This video is a short history of the women pilots and aviators of the 20th Century to the present day. The pioneer female pilots from the 1900 to World War II, the ATA and WASP pilots, and the air force, recreational, and commercial pilots.
History of Women in Aviation. Pioneer Female Pilots 1900 to Present Day
Pioneer Women Pilots, 1900 to 1945.
Many women as well as men have looked to the skies and dreamt of flight.
Women went up in hot air balloons soon after their invention in the 1700s, and as soon as practical aircraft became available, women wanted to learn how to fly them, too.
Learning to fly cost money (some things never change) and the social mores of the day didn’t encourage women to seek out such adventurous pursuits.
Some women defied those conventions, but in terms of the percentage of all pilots, there were not very many. Only 6% of pioneer pilots in the early 20th Century were female.
On March 8, 1910, Raymonde de Laroche was the first woman to earn a pilot’s licence.
More French women would earn pilot’s licences between 1910 and 1914 and a further dozen or so would fly without bothering to obtain a licence.
A handful of women in Belgium, Germany, Italy and even Russia would earn their licences before 1914 as well.
In the United States, Harriet Quimby earned her licence on August 2, 1911.
Six more Americans would earn their licences before 1914.
Unlike women in European countries, who were stymied by World War I, a couple of American women earned their licences in 1916.
It took courage to fly these early aircraft.
There were no cockpits in the earliest aircraft. The pilot sat on the leading edge of the bottom wing, with his or her body exposed to the elements.

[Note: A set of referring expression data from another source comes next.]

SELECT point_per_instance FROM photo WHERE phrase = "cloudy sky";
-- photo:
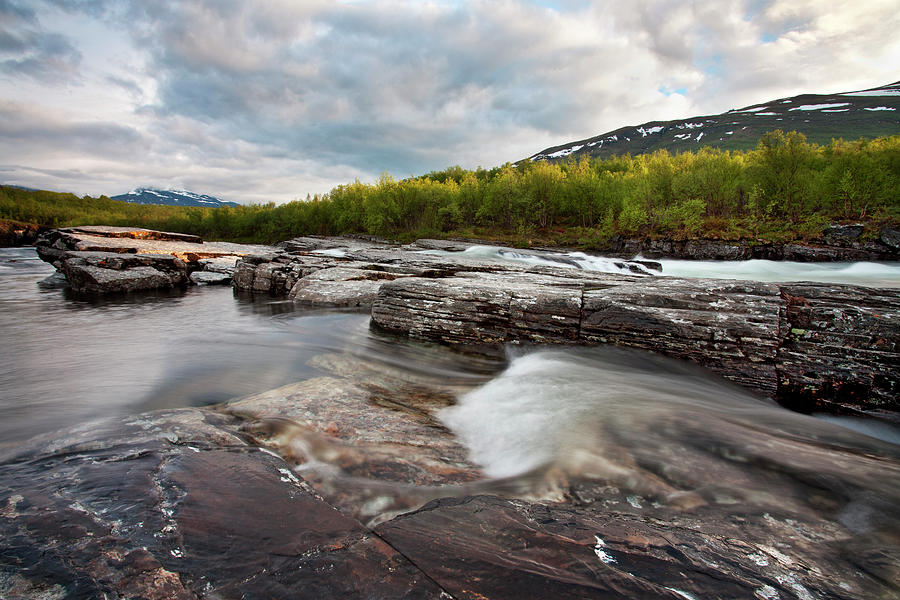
(268, 100)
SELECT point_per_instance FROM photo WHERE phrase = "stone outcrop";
(176, 505)
(101, 260)
(810, 346)
(14, 233)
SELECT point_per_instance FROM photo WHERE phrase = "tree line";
(785, 189)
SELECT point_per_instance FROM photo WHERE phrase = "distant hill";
(171, 198)
(821, 118)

To begin with, women wore dresses while flying, dresses that extended all the way down to their ankles, but eventually they began wearing trousers – much to the outrage of polite society who thought it wasn’t acceptable to be able to see a woman’s “lower limbs.”
How times have changed.
When World War I broke out, civilians in Europe were no longer allowed to fly. A few women attempted to volunteer to serve their country in the Armed Forces, but none were accepted.
In the United States, after 1916, the same restriction applied. Katherine Stinson, a renowned aviatrix known as the “Flying Schoolmarm” spent the war years teaching male pilots how to fly.
After the war, few of the original women pioneers returned to aviation.
A few had died while performing at air shows before the war (Harriet Quimby was one), most had married, and with a husband and children to care for they no longer had time to pursue their love of aviation.
However, a new generation of women learned to fly during the ‘20s and ‘30s.
Some of the more famous American pilots were Amelia Earhart, Pancho Barnes, Elinor Smith, Phoebe Omlie and Jackie Cochran.
In Britain, after the outbreak of World War II, Britains’s Air Transport Auxiliary was formed.